Wholesale Inflation Accelerates Unexpectedly

U.S. wholesale inflation was hotter than expected in January, according to the latest Producer Price Index (PPI). Core goods prices, which exclude food and energy, jumped 0.7%, a sign that higher input costs and new tariffs are threatening to push up prices for consumers and complicate the Federal Reserve's policy decisions.

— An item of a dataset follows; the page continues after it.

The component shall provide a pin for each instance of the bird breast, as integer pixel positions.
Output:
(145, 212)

The headline Producer Price Index (PPI) surged by 0.5% in January, a significant acceleration from the revised 0.4% increase in December and well above the 0.3% consensus forecast. On a year-over-year basis, wholesale inflation is now running at 2.9%, also hotter than the 2.6% that economists had predicted. A deeper look into the numbers reveals that the increase was predominantly driven by a sharp rise in the cost of services, which jumped 0.8% for the month—the largest increase since July 2025. This was largely fueled by a 2.5% leap in trade services, a category that tracks profit margins for wholesalers and retailers. While overall goods prices actually fell by 0.3%, thanks to a 2.7% drop in energy costs, the details are concerning. Nearly 80% of that decline in goods can be attributed to a 5.5% fall in gasoline prices. This latest PPI report stands in contrast to the slightly cooler-than-expected Consumer Price Index (CPI) for January. The divergence suggests that businesses are facing mounting price pressures that have not yet fully translated to the consumer level, a dynamic the Federal Reserve will be watching closely. The persistent rise in producer prices, especially in the core category, complicates the Federal Reserve's upcoming decisions on interest rates. At its January meeting, the Fed held rates steady, acknowledging that inflation remained "somewhat elevated." Economists are pointing to the impact of tariffs on imported goods as a key factor putting upward pressure on the supply chain. High import taxes on materials like aluminum, steel, and copper have particularly hit the construction sector. The market is now adjusting its expectations, with the CME FedWatch tool showing a high probability that the central bank will keep rates on hold in the near term. The hotter-than-expected wholesale inflation data has led to a retreat in US stock indices as investors weigh the possibility of a more prolonged period of restrictive monetary policy.